Legends claim that this variety arrived from France in the early 1800’s as part of the dowry of a French noblewoman who married a local gentleman. I think it’s nice that it was given as part of a pact of love. It may well be that this is how the story of the Friuli Sauvignon developed separately yet in parallel with the Sauvignons of its area of origin. The variety in our locality adapts itself, maybe it modifies itself, or maybe the French version evolves through successive selections. Perhaps grape varieties follow the pattern of the evolution of languages; sometimes, isolated communities of emigrants preserve archaic aspects of their language which are otherwise lost in the evolution of the original roots. It is undeniable that today’s Sauvignon Friulano is very different from the French Sauvignon. Ours bears small, quite straggly bunches – it’s not highly productive – made up of elongated not round grapes. Once the wine is ready it has higher levels of acidity than its French-originated cloned material and quite high sugar content. It is highly resistant to moulds to the extent that if desired, it can be harvested later than the other.

Like other aromatic varieties, it prefers the cooler slopes and the clearer light of morning. As a consequence its best locations are east facing, which is why we ripped out those on the south-west slopes. The east-facing aspect of the Ruttars plot is ideal due to the high limestone content of the ground which brings out its refined nature.Most of the Sauvignon we produce is trained with the Guyot or double Guyot method. We are currently experimenting with the fan arrangement, the farm’s original training method which appears very promising.

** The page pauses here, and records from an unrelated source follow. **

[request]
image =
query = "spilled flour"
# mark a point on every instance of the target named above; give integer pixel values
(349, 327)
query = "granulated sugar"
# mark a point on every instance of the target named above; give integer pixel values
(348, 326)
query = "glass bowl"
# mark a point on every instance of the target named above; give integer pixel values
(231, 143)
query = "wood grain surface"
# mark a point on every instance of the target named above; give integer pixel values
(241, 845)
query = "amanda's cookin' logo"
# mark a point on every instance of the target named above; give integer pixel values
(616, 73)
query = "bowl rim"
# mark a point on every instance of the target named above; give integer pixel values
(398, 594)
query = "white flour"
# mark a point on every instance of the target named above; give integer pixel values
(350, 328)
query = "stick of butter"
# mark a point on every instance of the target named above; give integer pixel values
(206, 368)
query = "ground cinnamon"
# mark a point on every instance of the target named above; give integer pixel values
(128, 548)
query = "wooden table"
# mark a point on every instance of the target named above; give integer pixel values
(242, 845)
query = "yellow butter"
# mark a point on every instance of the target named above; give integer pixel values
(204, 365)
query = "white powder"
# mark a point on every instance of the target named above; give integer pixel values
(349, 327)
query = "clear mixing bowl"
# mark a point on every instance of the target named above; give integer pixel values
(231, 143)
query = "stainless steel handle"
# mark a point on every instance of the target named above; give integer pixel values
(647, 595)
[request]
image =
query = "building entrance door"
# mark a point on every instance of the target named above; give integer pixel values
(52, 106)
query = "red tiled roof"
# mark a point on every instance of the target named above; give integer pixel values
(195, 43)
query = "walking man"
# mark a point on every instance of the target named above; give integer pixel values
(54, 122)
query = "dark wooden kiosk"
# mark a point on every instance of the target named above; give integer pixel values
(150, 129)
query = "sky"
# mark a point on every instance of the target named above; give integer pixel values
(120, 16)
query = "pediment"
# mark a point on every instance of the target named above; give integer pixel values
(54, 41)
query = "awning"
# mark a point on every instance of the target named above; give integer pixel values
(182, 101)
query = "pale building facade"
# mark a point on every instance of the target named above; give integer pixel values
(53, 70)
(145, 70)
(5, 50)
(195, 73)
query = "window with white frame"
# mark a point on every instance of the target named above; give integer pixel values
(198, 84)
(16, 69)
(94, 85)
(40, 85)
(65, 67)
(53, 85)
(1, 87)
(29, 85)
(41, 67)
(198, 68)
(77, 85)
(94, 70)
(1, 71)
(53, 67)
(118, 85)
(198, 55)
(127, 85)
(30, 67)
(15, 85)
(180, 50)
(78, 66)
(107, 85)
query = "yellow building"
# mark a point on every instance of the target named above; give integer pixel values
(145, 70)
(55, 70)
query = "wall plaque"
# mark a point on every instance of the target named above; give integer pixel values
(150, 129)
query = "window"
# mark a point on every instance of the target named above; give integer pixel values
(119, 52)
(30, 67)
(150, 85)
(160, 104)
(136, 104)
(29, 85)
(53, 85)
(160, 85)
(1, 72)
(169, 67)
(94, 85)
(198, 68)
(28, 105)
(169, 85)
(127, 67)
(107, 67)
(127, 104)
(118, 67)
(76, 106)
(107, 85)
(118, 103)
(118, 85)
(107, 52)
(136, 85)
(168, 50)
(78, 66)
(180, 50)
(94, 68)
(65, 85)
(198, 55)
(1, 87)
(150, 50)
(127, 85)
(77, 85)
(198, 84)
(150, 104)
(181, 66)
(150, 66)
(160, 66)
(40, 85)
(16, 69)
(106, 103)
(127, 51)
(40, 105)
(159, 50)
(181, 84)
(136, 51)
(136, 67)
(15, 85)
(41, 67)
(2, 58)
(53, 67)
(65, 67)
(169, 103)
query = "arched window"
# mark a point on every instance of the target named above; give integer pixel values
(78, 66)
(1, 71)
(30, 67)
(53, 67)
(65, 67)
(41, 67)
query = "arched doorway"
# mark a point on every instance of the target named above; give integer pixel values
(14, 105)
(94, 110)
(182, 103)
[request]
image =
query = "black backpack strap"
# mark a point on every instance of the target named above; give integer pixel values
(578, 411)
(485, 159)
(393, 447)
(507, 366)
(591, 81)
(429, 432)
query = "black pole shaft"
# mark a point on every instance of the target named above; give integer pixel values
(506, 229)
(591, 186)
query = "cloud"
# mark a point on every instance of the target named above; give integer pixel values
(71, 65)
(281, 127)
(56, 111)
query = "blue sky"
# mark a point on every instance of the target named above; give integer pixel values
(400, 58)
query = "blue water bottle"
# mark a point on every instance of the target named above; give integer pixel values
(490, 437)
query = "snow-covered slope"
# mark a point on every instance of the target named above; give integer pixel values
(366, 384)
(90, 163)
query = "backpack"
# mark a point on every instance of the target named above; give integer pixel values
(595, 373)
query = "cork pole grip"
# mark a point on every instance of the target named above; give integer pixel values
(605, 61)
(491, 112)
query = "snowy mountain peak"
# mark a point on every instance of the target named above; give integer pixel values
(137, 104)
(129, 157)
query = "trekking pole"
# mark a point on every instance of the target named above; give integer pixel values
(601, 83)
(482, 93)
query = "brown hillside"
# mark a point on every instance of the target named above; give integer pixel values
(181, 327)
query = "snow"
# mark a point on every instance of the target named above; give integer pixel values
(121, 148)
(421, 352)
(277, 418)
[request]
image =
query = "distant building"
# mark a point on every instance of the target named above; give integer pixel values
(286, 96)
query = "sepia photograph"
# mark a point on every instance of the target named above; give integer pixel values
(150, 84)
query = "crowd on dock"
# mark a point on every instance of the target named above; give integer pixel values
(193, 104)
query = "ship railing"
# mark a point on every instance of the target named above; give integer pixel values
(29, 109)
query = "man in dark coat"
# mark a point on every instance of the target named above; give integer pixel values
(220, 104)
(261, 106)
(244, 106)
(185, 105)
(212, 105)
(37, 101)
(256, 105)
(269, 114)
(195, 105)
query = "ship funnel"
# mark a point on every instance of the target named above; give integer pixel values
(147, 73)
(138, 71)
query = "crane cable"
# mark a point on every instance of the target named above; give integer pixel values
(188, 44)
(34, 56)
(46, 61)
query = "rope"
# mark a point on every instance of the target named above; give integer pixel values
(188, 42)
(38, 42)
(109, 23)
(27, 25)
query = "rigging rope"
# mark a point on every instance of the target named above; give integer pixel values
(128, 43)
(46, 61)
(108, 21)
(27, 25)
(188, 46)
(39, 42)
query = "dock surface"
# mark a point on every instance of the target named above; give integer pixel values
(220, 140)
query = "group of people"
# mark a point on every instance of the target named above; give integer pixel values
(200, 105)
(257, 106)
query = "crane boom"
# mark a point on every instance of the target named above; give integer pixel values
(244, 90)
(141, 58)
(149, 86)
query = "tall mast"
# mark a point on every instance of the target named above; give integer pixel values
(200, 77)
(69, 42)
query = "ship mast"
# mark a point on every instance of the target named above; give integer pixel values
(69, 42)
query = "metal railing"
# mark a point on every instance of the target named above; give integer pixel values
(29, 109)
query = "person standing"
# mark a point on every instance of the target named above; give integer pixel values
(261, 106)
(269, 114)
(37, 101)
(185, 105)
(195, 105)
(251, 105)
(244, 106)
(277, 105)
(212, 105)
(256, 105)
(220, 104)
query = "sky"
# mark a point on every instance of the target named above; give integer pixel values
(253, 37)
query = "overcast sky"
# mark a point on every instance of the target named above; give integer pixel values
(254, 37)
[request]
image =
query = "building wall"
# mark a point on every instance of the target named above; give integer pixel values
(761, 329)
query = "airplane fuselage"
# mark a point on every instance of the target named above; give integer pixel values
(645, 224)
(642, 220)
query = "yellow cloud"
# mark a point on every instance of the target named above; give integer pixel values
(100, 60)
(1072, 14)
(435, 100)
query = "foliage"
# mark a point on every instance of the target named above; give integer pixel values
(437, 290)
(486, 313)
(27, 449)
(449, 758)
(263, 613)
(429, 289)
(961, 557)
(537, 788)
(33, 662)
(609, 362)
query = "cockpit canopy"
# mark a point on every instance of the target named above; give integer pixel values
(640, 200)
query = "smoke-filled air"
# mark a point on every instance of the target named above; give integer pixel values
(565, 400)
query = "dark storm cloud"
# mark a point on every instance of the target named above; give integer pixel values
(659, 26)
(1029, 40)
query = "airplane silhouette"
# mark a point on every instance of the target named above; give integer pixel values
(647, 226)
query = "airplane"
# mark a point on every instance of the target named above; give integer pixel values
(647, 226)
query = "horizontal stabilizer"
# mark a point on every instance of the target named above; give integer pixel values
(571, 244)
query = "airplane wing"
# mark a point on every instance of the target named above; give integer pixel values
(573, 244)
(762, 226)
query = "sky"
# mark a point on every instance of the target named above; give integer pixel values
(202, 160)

The high acidity levels allow us to carry out a brief cold skin maceration without sacrificing the acidic vigour. Obtained through a soft pressing, just as for the other wines, it is not protected from oxidation at the pre-fermentation stage. The aim of this is to improve the olfactory refinement and preservation over time. It is fermented in small oak barrels which have mostly been used previously. At the end of the refining process which can take from nine to ten months, it is selected for bottling. In good years we produce a small cellar Selezione from the best barrels from the best vineyards. The wine itself has an unmistakable and distinctive aromatic personality, much different from Sauvignons made in other parts of the world.

When it’s young, its fragrance has soft notes, of white-fleshed fruits, particularly of white peach. As it ages, the aroma veers towards a more mineral spectrum, with flinty notes, while still keeping its own individual stamp. The mouthfeel is salty, yet regardless of the high acidity and the total absence of residual sugars, it still retains a certain sweetness. On drinking, it proves to have a deep, long finish. This wine keeps really well over time, perhaps being the most durable of the wines we make. It goes well with seafood dishes and first courses, is magnificent with lobster and crab, even with tomato-based sauces spices with fresh herbs such as basil. As for cheeses, it goes best with pecorino.